Now, there was another line of reasoning that attempted to explain the IFSP, based on risk. Srinivasan (1972) and Barrett (1996) both considered that production risk could induce small farmers to work more intensely on their farms. A simple way to see this is to imagine that each farmer has a fixed minimum absolute amount of output that they have to produce to survive, and that there is some uncertainty in how much their land will yield in a given year. For a small farmer, they raise the expected yield of their land to a very high level so that they eliminate (or make insignificant) the risk that a bad year leaves them without enough to eat, and hence they achieve high yields on average. For the large farmer, the absolute amount of output they get from their land is large even in a bad year, so they do not need to jack up their expected yield.
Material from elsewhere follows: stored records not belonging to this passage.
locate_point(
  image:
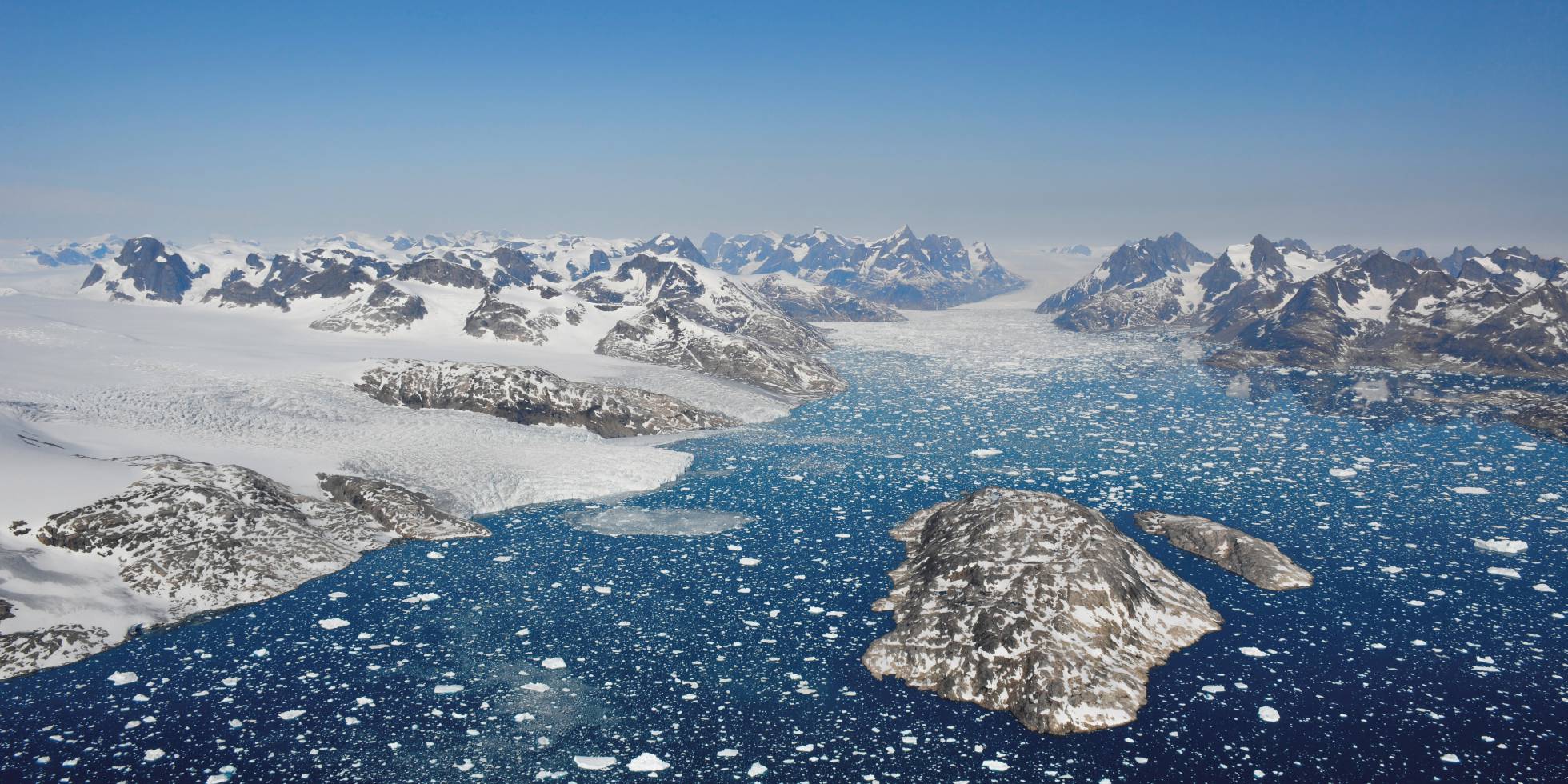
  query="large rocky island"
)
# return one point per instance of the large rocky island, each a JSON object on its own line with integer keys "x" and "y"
{"x": 189, "y": 538}
{"x": 1238, "y": 552}
{"x": 1034, "y": 604}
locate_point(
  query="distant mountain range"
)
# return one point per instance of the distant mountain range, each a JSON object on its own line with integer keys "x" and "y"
{"x": 573, "y": 294}
{"x": 78, "y": 251}
{"x": 1285, "y": 303}
{"x": 903, "y": 270}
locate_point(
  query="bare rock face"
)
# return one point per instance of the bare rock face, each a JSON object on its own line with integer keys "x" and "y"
{"x": 534, "y": 397}
{"x": 662, "y": 338}
{"x": 194, "y": 537}
{"x": 410, "y": 514}
{"x": 1034, "y": 604}
{"x": 386, "y": 310}
{"x": 1258, "y": 560}
{"x": 822, "y": 303}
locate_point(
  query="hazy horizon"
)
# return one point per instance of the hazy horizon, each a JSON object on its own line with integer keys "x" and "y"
{"x": 1026, "y": 127}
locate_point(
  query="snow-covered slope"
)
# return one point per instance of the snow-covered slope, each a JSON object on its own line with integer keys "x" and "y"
{"x": 1286, "y": 303}
{"x": 565, "y": 292}
{"x": 78, "y": 251}
{"x": 811, "y": 302}
{"x": 901, "y": 270}
{"x": 186, "y": 538}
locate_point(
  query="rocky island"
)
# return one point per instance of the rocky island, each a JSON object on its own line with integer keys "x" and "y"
{"x": 1034, "y": 604}
{"x": 194, "y": 537}
{"x": 1258, "y": 560}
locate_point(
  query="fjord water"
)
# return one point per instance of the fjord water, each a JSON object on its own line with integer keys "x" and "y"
{"x": 733, "y": 650}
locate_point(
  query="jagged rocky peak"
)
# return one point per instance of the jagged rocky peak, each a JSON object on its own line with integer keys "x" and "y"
{"x": 530, "y": 395}
{"x": 671, "y": 245}
{"x": 145, "y": 270}
{"x": 1133, "y": 266}
{"x": 1034, "y": 604}
{"x": 1258, "y": 560}
{"x": 662, "y": 336}
{"x": 74, "y": 253}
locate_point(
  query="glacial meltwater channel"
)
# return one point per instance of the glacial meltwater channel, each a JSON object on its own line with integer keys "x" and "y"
{"x": 733, "y": 653}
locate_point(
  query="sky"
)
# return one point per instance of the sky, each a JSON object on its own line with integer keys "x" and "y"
{"x": 1030, "y": 124}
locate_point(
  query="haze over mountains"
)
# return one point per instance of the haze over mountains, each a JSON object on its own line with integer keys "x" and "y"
{"x": 1283, "y": 302}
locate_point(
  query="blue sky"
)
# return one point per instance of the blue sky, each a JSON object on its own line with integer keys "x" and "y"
{"x": 1022, "y": 124}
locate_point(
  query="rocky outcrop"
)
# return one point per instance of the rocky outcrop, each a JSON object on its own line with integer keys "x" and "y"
{"x": 194, "y": 537}
{"x": 386, "y": 310}
{"x": 662, "y": 338}
{"x": 901, "y": 270}
{"x": 821, "y": 303}
{"x": 1032, "y": 604}
{"x": 410, "y": 514}
{"x": 1258, "y": 560}
{"x": 534, "y": 397}
{"x": 565, "y": 292}
{"x": 145, "y": 269}
{"x": 1282, "y": 303}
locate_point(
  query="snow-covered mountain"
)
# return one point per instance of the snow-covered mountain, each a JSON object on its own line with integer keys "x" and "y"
{"x": 901, "y": 270}
{"x": 1288, "y": 303}
{"x": 78, "y": 251}
{"x": 645, "y": 302}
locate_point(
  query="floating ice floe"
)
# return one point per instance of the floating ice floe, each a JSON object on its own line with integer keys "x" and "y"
{"x": 637, "y": 521}
{"x": 646, "y": 762}
{"x": 1501, "y": 545}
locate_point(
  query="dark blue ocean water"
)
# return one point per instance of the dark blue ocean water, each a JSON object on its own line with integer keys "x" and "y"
{"x": 674, "y": 646}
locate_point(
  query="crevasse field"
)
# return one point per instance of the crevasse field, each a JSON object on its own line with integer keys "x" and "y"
{"x": 728, "y": 648}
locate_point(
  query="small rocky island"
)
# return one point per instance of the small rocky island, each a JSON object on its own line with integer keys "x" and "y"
{"x": 1034, "y": 604}
{"x": 1258, "y": 560}
{"x": 534, "y": 397}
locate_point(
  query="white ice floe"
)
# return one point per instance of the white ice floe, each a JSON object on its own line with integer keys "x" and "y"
{"x": 646, "y": 762}
{"x": 1501, "y": 545}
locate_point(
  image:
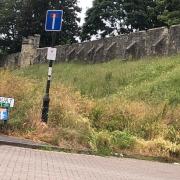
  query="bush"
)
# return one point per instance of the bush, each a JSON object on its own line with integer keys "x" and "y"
{"x": 122, "y": 140}
{"x": 103, "y": 143}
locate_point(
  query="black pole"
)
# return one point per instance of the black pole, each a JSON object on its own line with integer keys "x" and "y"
{"x": 46, "y": 99}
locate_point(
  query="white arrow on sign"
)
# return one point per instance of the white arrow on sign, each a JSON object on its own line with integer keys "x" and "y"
{"x": 54, "y": 20}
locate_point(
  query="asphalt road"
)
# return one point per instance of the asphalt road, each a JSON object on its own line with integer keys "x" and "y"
{"x": 21, "y": 164}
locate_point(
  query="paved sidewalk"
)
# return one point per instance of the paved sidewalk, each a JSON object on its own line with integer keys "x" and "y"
{"x": 20, "y": 142}
{"x": 29, "y": 164}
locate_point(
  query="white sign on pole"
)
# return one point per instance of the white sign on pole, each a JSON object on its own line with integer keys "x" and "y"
{"x": 7, "y": 100}
{"x": 51, "y": 54}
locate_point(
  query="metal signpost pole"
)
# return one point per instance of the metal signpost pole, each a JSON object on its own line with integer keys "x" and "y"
{"x": 53, "y": 24}
{"x": 46, "y": 99}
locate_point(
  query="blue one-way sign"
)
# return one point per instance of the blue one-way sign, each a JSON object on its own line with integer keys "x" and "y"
{"x": 54, "y": 20}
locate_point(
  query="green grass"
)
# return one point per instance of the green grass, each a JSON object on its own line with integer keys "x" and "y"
{"x": 151, "y": 80}
{"x": 131, "y": 107}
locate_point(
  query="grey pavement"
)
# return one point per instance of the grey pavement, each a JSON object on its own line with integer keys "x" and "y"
{"x": 29, "y": 164}
{"x": 14, "y": 141}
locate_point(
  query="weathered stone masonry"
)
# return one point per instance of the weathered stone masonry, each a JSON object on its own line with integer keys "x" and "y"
{"x": 154, "y": 42}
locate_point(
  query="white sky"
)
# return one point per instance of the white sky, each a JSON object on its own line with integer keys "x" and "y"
{"x": 84, "y": 4}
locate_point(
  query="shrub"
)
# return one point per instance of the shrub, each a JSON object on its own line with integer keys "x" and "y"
{"x": 103, "y": 143}
{"x": 122, "y": 140}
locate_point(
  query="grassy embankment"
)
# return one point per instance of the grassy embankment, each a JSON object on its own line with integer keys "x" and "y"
{"x": 115, "y": 107}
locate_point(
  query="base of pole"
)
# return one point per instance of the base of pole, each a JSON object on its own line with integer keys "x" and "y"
{"x": 45, "y": 108}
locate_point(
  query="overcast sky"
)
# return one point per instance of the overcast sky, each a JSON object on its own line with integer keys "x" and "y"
{"x": 84, "y": 4}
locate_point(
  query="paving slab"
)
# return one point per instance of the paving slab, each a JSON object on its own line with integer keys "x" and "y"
{"x": 30, "y": 164}
{"x": 20, "y": 142}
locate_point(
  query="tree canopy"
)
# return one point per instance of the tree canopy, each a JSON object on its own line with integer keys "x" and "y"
{"x": 107, "y": 17}
{"x": 21, "y": 18}
{"x": 170, "y": 11}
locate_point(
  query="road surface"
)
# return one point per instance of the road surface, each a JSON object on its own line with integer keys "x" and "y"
{"x": 29, "y": 164}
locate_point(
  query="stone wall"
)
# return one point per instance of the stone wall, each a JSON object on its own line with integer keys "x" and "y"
{"x": 10, "y": 61}
{"x": 154, "y": 42}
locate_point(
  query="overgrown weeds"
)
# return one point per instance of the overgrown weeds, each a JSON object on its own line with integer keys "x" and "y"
{"x": 113, "y": 107}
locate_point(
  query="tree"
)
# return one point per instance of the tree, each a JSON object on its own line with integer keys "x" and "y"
{"x": 104, "y": 18}
{"x": 108, "y": 17}
{"x": 21, "y": 18}
{"x": 141, "y": 14}
{"x": 170, "y": 11}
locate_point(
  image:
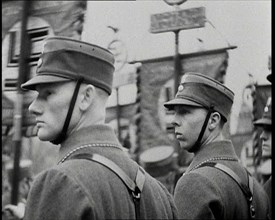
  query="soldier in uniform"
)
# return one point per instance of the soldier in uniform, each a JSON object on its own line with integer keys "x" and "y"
{"x": 266, "y": 136}
{"x": 94, "y": 178}
{"x": 215, "y": 185}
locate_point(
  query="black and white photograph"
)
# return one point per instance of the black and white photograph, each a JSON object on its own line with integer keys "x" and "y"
{"x": 136, "y": 109}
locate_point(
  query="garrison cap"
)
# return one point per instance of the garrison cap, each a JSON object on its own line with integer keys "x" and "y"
{"x": 65, "y": 59}
{"x": 200, "y": 90}
{"x": 267, "y": 117}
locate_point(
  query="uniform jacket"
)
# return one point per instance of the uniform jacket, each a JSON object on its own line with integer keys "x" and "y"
{"x": 268, "y": 189}
{"x": 83, "y": 189}
{"x": 209, "y": 193}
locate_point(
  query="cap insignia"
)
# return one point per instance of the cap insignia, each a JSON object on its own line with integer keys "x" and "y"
{"x": 180, "y": 88}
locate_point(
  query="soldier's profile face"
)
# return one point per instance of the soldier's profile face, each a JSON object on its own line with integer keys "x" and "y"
{"x": 188, "y": 121}
{"x": 50, "y": 108}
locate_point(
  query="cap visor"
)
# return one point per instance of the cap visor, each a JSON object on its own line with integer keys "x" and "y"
{"x": 42, "y": 79}
{"x": 179, "y": 101}
{"x": 262, "y": 122}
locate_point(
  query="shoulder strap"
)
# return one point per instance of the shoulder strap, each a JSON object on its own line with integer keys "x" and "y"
{"x": 247, "y": 190}
{"x": 134, "y": 186}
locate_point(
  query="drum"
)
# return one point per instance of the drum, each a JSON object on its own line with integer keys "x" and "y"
{"x": 158, "y": 161}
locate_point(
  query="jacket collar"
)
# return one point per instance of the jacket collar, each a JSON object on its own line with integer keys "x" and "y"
{"x": 218, "y": 149}
{"x": 95, "y": 134}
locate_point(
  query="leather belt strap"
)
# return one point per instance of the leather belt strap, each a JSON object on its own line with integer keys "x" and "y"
{"x": 247, "y": 190}
{"x": 134, "y": 186}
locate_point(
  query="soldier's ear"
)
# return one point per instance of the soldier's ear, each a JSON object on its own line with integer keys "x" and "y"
{"x": 87, "y": 96}
{"x": 214, "y": 120}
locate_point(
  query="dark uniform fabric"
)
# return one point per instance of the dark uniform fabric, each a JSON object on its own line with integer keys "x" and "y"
{"x": 208, "y": 193}
{"x": 268, "y": 189}
{"x": 82, "y": 189}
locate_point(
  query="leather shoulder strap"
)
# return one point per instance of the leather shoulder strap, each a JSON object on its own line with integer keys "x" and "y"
{"x": 247, "y": 190}
{"x": 135, "y": 187}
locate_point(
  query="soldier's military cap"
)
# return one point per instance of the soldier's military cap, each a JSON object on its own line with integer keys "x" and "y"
{"x": 64, "y": 59}
{"x": 200, "y": 90}
{"x": 267, "y": 116}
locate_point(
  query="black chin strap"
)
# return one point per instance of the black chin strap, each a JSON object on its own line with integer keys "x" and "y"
{"x": 198, "y": 142}
{"x": 61, "y": 137}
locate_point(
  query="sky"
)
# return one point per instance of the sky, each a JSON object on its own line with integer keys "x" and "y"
{"x": 245, "y": 24}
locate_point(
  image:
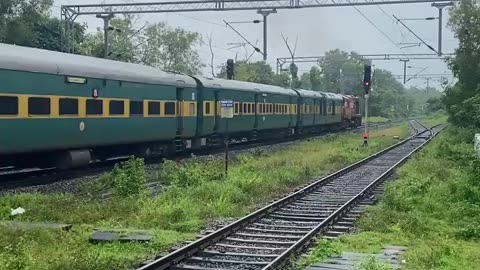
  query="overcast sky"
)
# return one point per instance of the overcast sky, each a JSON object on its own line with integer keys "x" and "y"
{"x": 318, "y": 30}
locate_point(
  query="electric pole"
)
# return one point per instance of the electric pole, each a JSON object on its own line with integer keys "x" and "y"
{"x": 265, "y": 13}
{"x": 440, "y": 7}
{"x": 106, "y": 24}
{"x": 404, "y": 69}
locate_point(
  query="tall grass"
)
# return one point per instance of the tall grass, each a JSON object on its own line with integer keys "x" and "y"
{"x": 433, "y": 208}
{"x": 195, "y": 193}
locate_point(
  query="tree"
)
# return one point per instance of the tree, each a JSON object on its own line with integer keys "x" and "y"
{"x": 463, "y": 99}
{"x": 341, "y": 72}
{"x": 156, "y": 45}
{"x": 434, "y": 104}
{"x": 27, "y": 23}
{"x": 122, "y": 41}
{"x": 171, "y": 49}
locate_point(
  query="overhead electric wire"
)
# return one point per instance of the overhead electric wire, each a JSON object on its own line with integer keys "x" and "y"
{"x": 376, "y": 27}
{"x": 416, "y": 74}
{"x": 246, "y": 40}
{"x": 413, "y": 33}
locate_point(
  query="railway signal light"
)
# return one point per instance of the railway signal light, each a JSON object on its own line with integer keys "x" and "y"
{"x": 230, "y": 69}
{"x": 367, "y": 78}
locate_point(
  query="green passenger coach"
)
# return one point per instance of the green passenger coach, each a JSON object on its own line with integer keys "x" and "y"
{"x": 66, "y": 110}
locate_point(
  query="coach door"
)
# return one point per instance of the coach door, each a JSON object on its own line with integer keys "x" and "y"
{"x": 216, "y": 111}
{"x": 256, "y": 110}
{"x": 179, "y": 110}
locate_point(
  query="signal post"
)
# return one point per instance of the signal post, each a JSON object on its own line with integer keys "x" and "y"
{"x": 367, "y": 83}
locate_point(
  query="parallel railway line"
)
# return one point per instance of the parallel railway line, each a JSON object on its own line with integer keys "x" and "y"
{"x": 266, "y": 238}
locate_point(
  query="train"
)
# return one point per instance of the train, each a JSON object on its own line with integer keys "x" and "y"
{"x": 65, "y": 110}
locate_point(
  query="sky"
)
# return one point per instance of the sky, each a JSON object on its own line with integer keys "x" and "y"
{"x": 317, "y": 29}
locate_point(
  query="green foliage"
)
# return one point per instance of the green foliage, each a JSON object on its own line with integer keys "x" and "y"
{"x": 189, "y": 174}
{"x": 156, "y": 45}
{"x": 324, "y": 249}
{"x": 432, "y": 208}
{"x": 341, "y": 72}
{"x": 372, "y": 263}
{"x": 463, "y": 99}
{"x": 171, "y": 49}
{"x": 27, "y": 23}
{"x": 194, "y": 194}
{"x": 128, "y": 178}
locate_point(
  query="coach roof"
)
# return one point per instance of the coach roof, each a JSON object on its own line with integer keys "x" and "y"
{"x": 43, "y": 61}
{"x": 245, "y": 86}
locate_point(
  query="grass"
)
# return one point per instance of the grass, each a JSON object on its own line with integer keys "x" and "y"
{"x": 433, "y": 209}
{"x": 377, "y": 119}
{"x": 196, "y": 194}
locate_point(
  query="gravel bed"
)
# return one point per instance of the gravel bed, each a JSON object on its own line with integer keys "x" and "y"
{"x": 246, "y": 244}
{"x": 246, "y": 250}
{"x": 240, "y": 258}
{"x": 227, "y": 266}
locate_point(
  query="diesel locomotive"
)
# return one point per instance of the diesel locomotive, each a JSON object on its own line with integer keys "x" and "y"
{"x": 66, "y": 110}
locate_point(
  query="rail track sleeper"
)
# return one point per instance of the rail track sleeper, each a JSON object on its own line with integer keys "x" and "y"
{"x": 269, "y": 220}
{"x": 283, "y": 226}
{"x": 241, "y": 240}
{"x": 296, "y": 218}
{"x": 221, "y": 245}
{"x": 340, "y": 228}
{"x": 334, "y": 233}
{"x": 342, "y": 190}
{"x": 308, "y": 210}
{"x": 275, "y": 231}
{"x": 266, "y": 236}
{"x": 301, "y": 214}
{"x": 194, "y": 267}
{"x": 216, "y": 253}
{"x": 220, "y": 261}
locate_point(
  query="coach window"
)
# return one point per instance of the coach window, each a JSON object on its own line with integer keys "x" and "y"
{"x": 8, "y": 106}
{"x": 237, "y": 110}
{"x": 191, "y": 109}
{"x": 94, "y": 107}
{"x": 153, "y": 108}
{"x": 117, "y": 107}
{"x": 207, "y": 108}
{"x": 39, "y": 106}
{"x": 68, "y": 106}
{"x": 136, "y": 108}
{"x": 169, "y": 108}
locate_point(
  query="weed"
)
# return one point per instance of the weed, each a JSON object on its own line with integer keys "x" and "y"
{"x": 325, "y": 249}
{"x": 372, "y": 263}
{"x": 432, "y": 208}
{"x": 196, "y": 193}
{"x": 128, "y": 178}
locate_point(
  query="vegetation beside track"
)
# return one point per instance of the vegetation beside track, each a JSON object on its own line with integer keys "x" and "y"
{"x": 377, "y": 120}
{"x": 432, "y": 209}
{"x": 195, "y": 193}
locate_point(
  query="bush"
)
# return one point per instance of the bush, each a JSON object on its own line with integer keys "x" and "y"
{"x": 128, "y": 178}
{"x": 189, "y": 174}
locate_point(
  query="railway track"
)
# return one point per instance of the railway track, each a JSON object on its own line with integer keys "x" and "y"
{"x": 11, "y": 178}
{"x": 267, "y": 238}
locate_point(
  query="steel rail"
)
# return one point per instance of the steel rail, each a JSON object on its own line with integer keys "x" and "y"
{"x": 189, "y": 250}
{"x": 12, "y": 178}
{"x": 347, "y": 206}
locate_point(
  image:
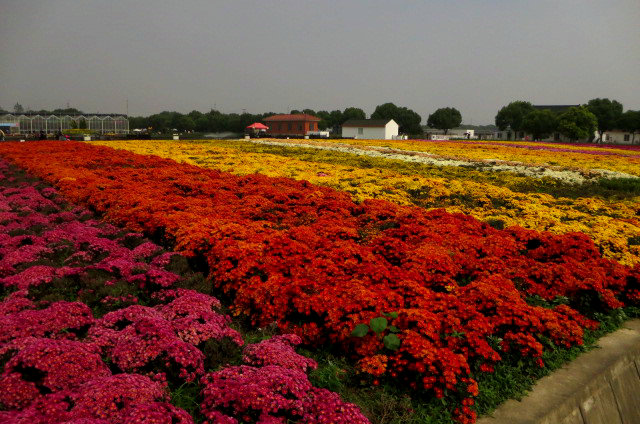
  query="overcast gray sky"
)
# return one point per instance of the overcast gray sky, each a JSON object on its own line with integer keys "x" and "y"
{"x": 275, "y": 55}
Hence their observed average yield is low. (As an aside, Barrett’s paper is really about price risk for output, not risk in the actual output itself, but the same ideas apply.)
A last theoretical possibilty, one that tended to get dismissed for the most part, is that farm production is decreasing returns to scale. That kind of assumes the answer, but still left open the question of why the large farmer didn’t split up or rent out their land to smaller farmers. You still needed some kind of missing market to make this one work.
The importance of the IFSP in practice is that it makes a case for redistribution of land. Regardless of the underlying source of the IFSP, its presence implies that one could force a break up of large farms into small farms, and have higher output overall. You might imagine that one can use the extra output to compensate the large farmers, or perhaps you don’t care. Regardless, the implication of the IFSP is that an unequal distribution is directly related to lower output.
This, by they way, was what my first published paper was about. I looked at the relationship of country-level measures of land inequality and the output per hectare from agriculture. I found a negative relationship, and you can see the raw version of this in the figure, and it holds up once you control for all sorts of other things that you’d expect affect yields.
This negative relationship is consistent with the presence of the IFSP within countries. In fact, it only makes sense if there is an IFSP to begin with. If you dare to believe my results were causal - and you’d want to be very, very hesitant to do that - then it supports that idea that redistributing land (lowering inequality) would be associated with higher yields.
Thus the IFSP provides one justification for land redistribution, including a relatively recent (2009) book from the World Bank on the prospects for land reform. See Chapter 1, page 11. When you combine this IFSP with the historical origins of land inequality in many locations (i.e. elites controlling vast amounts of land) then the rationale for land redistribution comes from both notions of fairness and from notions of efficiency.
While the fairness motive for redistribution can exist independently of the IFSP, the efficiency argument cannot. And starting not long after the IFSP became a stylized fact, people have asking whether the IFSP represents a real efficiency loss, or just a spurious correlation.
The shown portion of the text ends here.